SOUTH AFRICA – Pioneer Foods has said it would remain committed to the planned fixed capital investment program, acquisitive growth and sustained cost and efficiency focus to realise growth by 2020.
The company said in its trading update on Friday that it would invest in sustainable produce for its brands even if the ongoing drought persisted.
It said it had thus far been able to provide for the meal brand despite high raw material costs and rand volatility.
The update showed that the group’s international turnover fell 10.3 percent for the four months to January while South Africa turnover improved by 7.6 percent.
Overall, the group raised its turnover by 5.1 percent during the period, mostly as a consequence of inflation.
“The international division encountered strong headwinds.
The raisin crop shortfall, significant juice concentrate cost push, volatile currencies and weak consumer demand on the African continent have significantly impacted profitability.
The 2017 raisin crop looks reasonable, which may bolster performance,” the group said.
Pioneer Foods is a producer and distributor of branded food and beverage products to wholesalers, retailers and informal traders.

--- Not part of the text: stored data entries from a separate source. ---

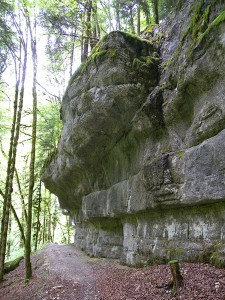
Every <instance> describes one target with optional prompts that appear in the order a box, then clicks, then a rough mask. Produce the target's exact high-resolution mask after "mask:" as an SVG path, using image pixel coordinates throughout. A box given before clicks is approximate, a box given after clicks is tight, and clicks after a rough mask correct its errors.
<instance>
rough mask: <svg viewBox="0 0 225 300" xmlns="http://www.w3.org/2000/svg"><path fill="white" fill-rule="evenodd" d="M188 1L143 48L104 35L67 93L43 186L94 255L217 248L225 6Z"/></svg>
mask: <svg viewBox="0 0 225 300" xmlns="http://www.w3.org/2000/svg"><path fill="white" fill-rule="evenodd" d="M187 2H188V3H186V4H184V5H183V7H182V9H181V11H179V12H178V11H177V12H176V15H177V16H176V18H175V20H174V21H170V23H169V24H167V25H163V26H161V28H156V29H155V31H154V32H153V33H151V34H149V36H148V34H147V36H148V39H149V41H146V40H141V39H138V38H135V37H133V36H130V35H128V34H125V33H121V32H112V33H110V34H109V35H108V36H106V38H104V40H103V41H102V42H101V43H100V44H99V45H98V46H97V47H96V49H95V51H94V53H93V54H92V55H91V56H90V58H89V59H88V62H87V63H86V64H84V65H82V66H81V67H80V69H79V70H78V71H77V72H76V73H75V74H74V76H73V77H72V78H71V80H70V83H69V85H68V88H67V90H66V93H65V96H64V99H63V104H62V119H63V131H62V137H61V140H60V143H59V148H58V154H57V155H56V157H55V158H54V160H52V162H51V163H50V164H49V166H48V167H47V169H46V171H45V173H44V174H43V176H42V180H43V181H44V183H45V185H46V187H47V188H48V189H49V190H50V191H51V192H53V193H55V194H56V195H57V196H58V197H59V201H60V204H61V206H62V207H63V208H64V209H67V210H68V211H69V213H70V215H71V217H72V218H73V219H74V222H75V243H76V244H77V245H79V246H80V247H81V248H82V249H84V250H85V251H86V252H87V253H88V254H90V255H94V256H107V257H113V258H120V259H121V261H123V262H125V263H127V264H132V265H133V264H146V263H150V262H153V261H157V262H158V261H164V260H166V259H171V258H179V259H184V260H189V261H196V260H209V258H210V256H211V254H212V253H213V251H216V250H218V249H219V248H221V247H222V246H223V242H224V240H225V150H224V149H225V29H224V28H225V27H224V23H223V22H224V20H225V11H223V10H222V6H223V5H222V4H221V3H222V2H221V3H220V1H217V4H215V2H216V1H187ZM168 28H169V29H168ZM160 30H161V32H162V33H163V37H162V33H159V31H160ZM159 45H160V46H159ZM213 255H214V256H213V257H215V253H214V254H213ZM218 255H219V254H218Z"/></svg>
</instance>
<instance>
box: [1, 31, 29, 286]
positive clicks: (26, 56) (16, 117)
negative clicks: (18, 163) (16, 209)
mask: <svg viewBox="0 0 225 300" xmlns="http://www.w3.org/2000/svg"><path fill="white" fill-rule="evenodd" d="M20 42H21V44H22V45H23V51H24V58H23V68H22V80H21V88H20V95H18V94H19V89H18V86H19V82H20V75H18V78H17V84H16V91H15V100H14V116H13V123H12V129H11V137H10V147H9V156H8V167H7V178H6V186H5V199H4V205H3V214H2V226H1V241H0V282H1V281H3V276H4V263H5V253H6V243H7V232H8V224H9V213H10V208H11V202H12V192H13V178H14V171H15V164H16V154H17V145H18V140H19V134H20V123H21V115H22V109H23V98H24V84H25V78H26V69H27V32H26V37H25V40H21V41H20ZM20 50H21V51H22V48H21V47H20ZM14 59H15V60H16V57H14ZM15 65H16V63H15ZM19 73H20V72H19ZM16 74H17V72H16ZM18 97H19V106H18V108H17V103H18Z"/></svg>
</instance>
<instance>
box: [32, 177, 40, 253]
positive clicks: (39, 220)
mask: <svg viewBox="0 0 225 300" xmlns="http://www.w3.org/2000/svg"><path fill="white" fill-rule="evenodd" d="M37 201H38V204H37V205H38V206H37V216H36V218H37V221H36V222H37V226H36V232H35V235H34V236H35V248H34V250H35V251H37V249H38V237H39V232H40V227H41V222H40V213H41V181H40V183H39V188H38V199H37Z"/></svg>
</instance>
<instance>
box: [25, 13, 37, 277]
mask: <svg viewBox="0 0 225 300" xmlns="http://www.w3.org/2000/svg"><path fill="white" fill-rule="evenodd" d="M25 12H26V18H27V23H28V27H29V32H30V39H31V51H32V61H33V88H32V95H33V121H32V140H31V155H30V166H29V190H28V209H27V230H26V240H25V280H29V279H30V278H31V277H32V268H31V260H30V257H31V228H32V203H33V192H34V183H35V171H34V165H35V148H36V135H37V89H36V81H37V49H36V21H35V23H34V32H32V28H31V23H30V18H29V15H28V12H27V10H26V9H25Z"/></svg>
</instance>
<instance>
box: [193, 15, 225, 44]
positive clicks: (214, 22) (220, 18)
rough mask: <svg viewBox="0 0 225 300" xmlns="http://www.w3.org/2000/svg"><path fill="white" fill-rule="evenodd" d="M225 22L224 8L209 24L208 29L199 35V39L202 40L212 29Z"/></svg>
mask: <svg viewBox="0 0 225 300" xmlns="http://www.w3.org/2000/svg"><path fill="white" fill-rule="evenodd" d="M222 22H225V10H223V11H222V12H221V13H220V14H219V16H218V17H217V18H215V19H214V20H213V22H212V23H211V24H210V25H209V26H208V28H207V29H206V31H205V32H204V33H202V34H201V35H200V36H199V37H198V40H199V41H202V40H203V39H204V38H205V37H206V36H207V35H208V34H209V33H210V31H211V30H212V29H213V28H215V27H216V26H218V25H219V24H220V23H222Z"/></svg>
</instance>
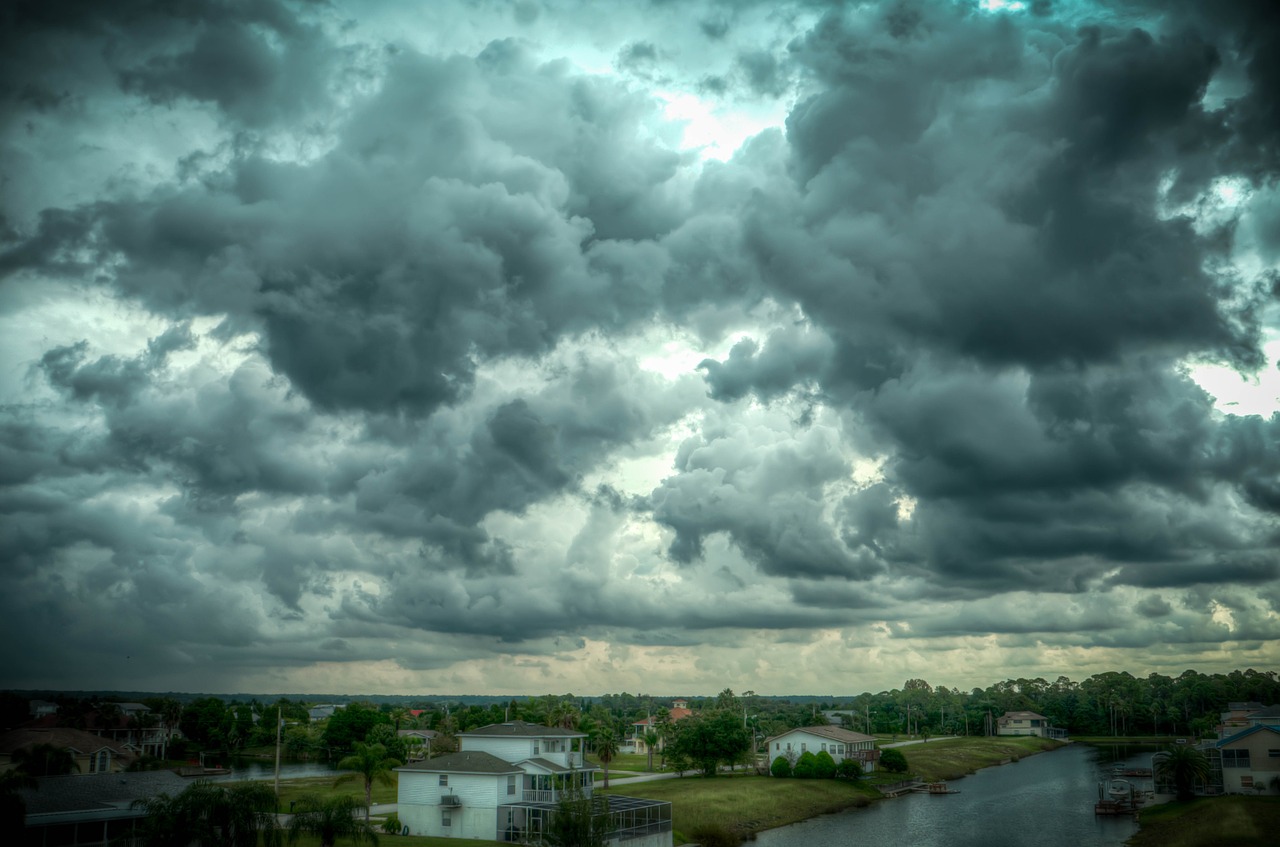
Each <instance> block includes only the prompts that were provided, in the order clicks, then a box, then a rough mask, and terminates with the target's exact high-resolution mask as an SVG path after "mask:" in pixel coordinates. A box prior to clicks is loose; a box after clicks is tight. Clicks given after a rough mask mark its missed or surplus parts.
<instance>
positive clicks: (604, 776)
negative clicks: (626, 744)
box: [595, 727, 620, 788]
mask: <svg viewBox="0 0 1280 847" xmlns="http://www.w3.org/2000/svg"><path fill="white" fill-rule="evenodd" d="M618 748H620V745H618V737H617V736H614V734H613V729H609V728H608V727H605V728H604V729H602V731H600V732H598V733H596V736H595V757H596V759H599V760H600V764H602V765H604V787H605V788H608V787H609V763H611V761H613V757H614V756H617V755H618Z"/></svg>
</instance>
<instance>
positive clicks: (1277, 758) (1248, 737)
mask: <svg viewBox="0 0 1280 847" xmlns="http://www.w3.org/2000/svg"><path fill="white" fill-rule="evenodd" d="M1213 746H1215V747H1216V748H1217V752H1219V756H1221V765H1222V789H1224V791H1225V792H1226V793H1229V795H1238V793H1260V795H1261V793H1268V795H1272V796H1274V795H1276V793H1280V725H1267V724H1261V723H1260V724H1253V725H1252V727H1249V728H1248V729H1243V731H1240V732H1238V733H1235V734H1234V736H1229V737H1226V738H1222V740H1220V741H1217V742H1215V745H1213Z"/></svg>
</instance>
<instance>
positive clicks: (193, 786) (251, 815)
mask: <svg viewBox="0 0 1280 847" xmlns="http://www.w3.org/2000/svg"><path fill="white" fill-rule="evenodd" d="M133 806H134V807H138V809H143V810H145V811H146V818H143V819H142V821H140V824H138V837H140V839H141V842H142V844H143V846H145V847H260V844H261V846H262V847H276V846H278V844H279V843H280V830H279V827H278V825H276V821H275V792H274V791H273V789H271V787H270V786H268V784H266V783H260V782H255V783H239V784H230V786H219V784H214V783H211V782H206V780H198V782H195V783H192V784H191V786H188V787H187V788H184V789H183V791H182V793H179V795H177V796H175V797H170V796H169V795H156V796H155V797H147V798H146V800H138V801H134V803H133Z"/></svg>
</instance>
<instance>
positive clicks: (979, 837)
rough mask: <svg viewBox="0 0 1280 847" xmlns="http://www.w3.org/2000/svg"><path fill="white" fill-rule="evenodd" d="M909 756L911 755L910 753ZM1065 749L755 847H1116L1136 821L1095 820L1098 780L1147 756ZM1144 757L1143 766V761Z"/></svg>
mask: <svg viewBox="0 0 1280 847" xmlns="http://www.w3.org/2000/svg"><path fill="white" fill-rule="evenodd" d="M908 752H909V751H908ZM1120 754H1121V751H1115V750H1105V748H1098V747H1089V746H1085V745H1070V746H1068V747H1065V748H1062V750H1057V751H1055V752H1047V754H1041V755H1038V756H1032V757H1029V759H1024V760H1023V761H1019V763H1016V764H1011V765H1005V766H1001V768H987V769H984V770H979V772H978V773H977V774H974V775H972V777H966V778H964V779H957V780H955V782H954V783H951V786H952V787H954V788H959V789H960V792H961V793H959V795H947V796H941V797H931V796H928V795H909V796H906V797H901V798H897V800H886V801H883V802H877V803H873V805H872V806H870V807H868V809H861V810H851V811H846V812H840V814H837V815H824V816H822V818H814V819H812V820H806V821H801V823H799V824H792V825H790V827H782V828H780V829H771V830H769V832H765V833H760V835H759V839H758V842H756V843H758V844H759V847H790V846H791V844H803V846H804V847H847V844H850V843H852V842H854V841H856V842H863V841H868V842H869V843H877V844H910V846H911V847H1025V846H1027V844H1037V846H1046V847H1120V846H1121V844H1124V842H1125V839H1128V838H1129V837H1130V835H1133V834H1134V833H1135V832H1137V829H1138V824H1137V823H1135V821H1134V820H1133V819H1132V818H1098V816H1094V814H1093V802H1094V801H1096V800H1097V796H1098V782H1100V780H1101V779H1105V778H1107V777H1110V775H1111V773H1112V768H1114V764H1115V763H1117V761H1120V763H1130V761H1132V763H1133V764H1134V765H1140V766H1149V765H1151V756H1149V754H1148V755H1146V756H1143V755H1142V754H1140V752H1138V751H1130V752H1129V755H1124V756H1123V757H1120V759H1116V756H1119V755H1120ZM1143 759H1144V760H1146V764H1142V763H1143Z"/></svg>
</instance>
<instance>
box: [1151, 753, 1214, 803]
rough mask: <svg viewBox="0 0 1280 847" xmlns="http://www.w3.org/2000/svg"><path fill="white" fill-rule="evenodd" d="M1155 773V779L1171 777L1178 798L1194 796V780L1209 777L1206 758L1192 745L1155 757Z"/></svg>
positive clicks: (1184, 799)
mask: <svg viewBox="0 0 1280 847" xmlns="http://www.w3.org/2000/svg"><path fill="white" fill-rule="evenodd" d="M1155 774H1156V778H1157V779H1171V780H1172V783H1174V789H1175V792H1176V795H1178V800H1190V798H1193V797H1194V796H1196V782H1197V780H1198V782H1207V780H1208V778H1210V764H1208V759H1207V757H1206V756H1204V754H1202V752H1201V751H1199V750H1197V748H1196V747H1192V746H1180V747H1174V748H1172V750H1167V751H1165V752H1164V754H1161V755H1160V756H1157V757H1156V763H1155Z"/></svg>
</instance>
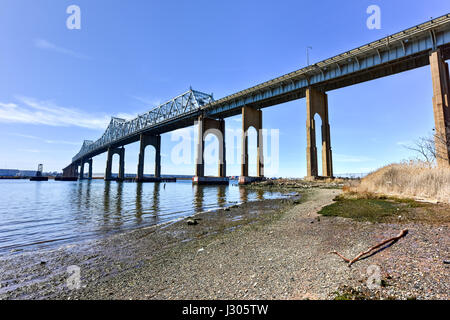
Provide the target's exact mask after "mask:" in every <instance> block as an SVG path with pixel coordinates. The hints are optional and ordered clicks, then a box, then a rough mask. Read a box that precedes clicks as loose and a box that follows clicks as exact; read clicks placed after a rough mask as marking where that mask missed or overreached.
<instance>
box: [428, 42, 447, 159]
mask: <svg viewBox="0 0 450 320" xmlns="http://www.w3.org/2000/svg"><path fill="white" fill-rule="evenodd" d="M430 67H431V78H432V81H433V111H434V123H435V145H436V162H437V164H438V166H439V167H448V166H450V105H449V104H450V101H449V99H450V79H449V71H448V64H447V63H446V62H445V60H444V58H443V56H442V52H441V50H439V49H438V50H435V51H433V52H431V54H430Z"/></svg>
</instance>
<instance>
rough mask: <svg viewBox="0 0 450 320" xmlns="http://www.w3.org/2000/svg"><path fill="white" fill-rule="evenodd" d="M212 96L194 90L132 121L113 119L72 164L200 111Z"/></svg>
mask: <svg viewBox="0 0 450 320" xmlns="http://www.w3.org/2000/svg"><path fill="white" fill-rule="evenodd" d="M213 101H214V99H213V96H212V94H207V93H203V92H200V91H196V90H192V89H190V90H189V91H187V92H185V93H183V94H181V95H179V96H177V97H175V98H173V99H171V100H169V101H167V102H166V103H163V104H161V105H159V106H158V107H156V108H154V109H152V110H150V111H148V112H145V113H143V114H141V115H138V116H137V117H136V118H134V119H131V120H125V119H121V118H116V117H112V118H111V121H110V123H109V125H108V127H107V128H106V130H105V132H104V133H103V135H102V136H101V138H100V139H98V140H97V141H95V142H94V141H90V140H85V141H84V142H83V146H82V147H81V150H80V151H79V152H78V153H77V154H76V155H75V156H74V157H73V158H72V162H77V161H79V160H81V159H82V158H83V157H85V156H86V155H88V154H90V153H93V152H94V151H96V150H98V149H102V148H105V147H106V146H108V145H110V144H113V143H114V142H117V141H119V140H121V139H124V138H126V137H128V136H133V135H135V134H138V133H139V132H141V131H144V130H146V129H149V128H151V127H152V126H154V125H156V124H158V123H161V122H163V121H167V120H170V119H175V118H176V117H178V116H180V115H183V114H186V113H189V112H191V111H196V110H200V108H201V107H202V106H204V105H207V104H209V103H211V102H213Z"/></svg>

Its brand portfolio consists of Weeta-Bix, Liquifruit, Ceres, Sasko, Safari, Spekko and White Star.
The company said its groceries division was negatively affected by lower volumes consequent to softer trading conditions, increased competition and cost push inflation.
“The high base-effect of beverages in the prior year, due to the extremely hot summer was not repeated this year.
The new Weet-Bix capacity expansion has been commissioned, which bodes well for accelerated growth,” the group said.
Pioneer is also waiting for the final approval from the Kenyan competition authorities for the Weetabix East Africa transaction which the company is trying to acquire.
Another acquisition the company made during the year was the entire issued share capital of Stream Foods for a purchase consideration of £7.5 million ($7.95 million) in August.
“The outlook for the second half of the financial year to September 30 should reflect an improved performance due to an anticipated improvement of maize profitability; satisfactory raisin crop; new Weet-Bix capacity coming on-stream; the commissioning of the Aeroton bakery upgrade; bakeries in the Western Cape regaining momentum and cost respite on key inputs,” the group said.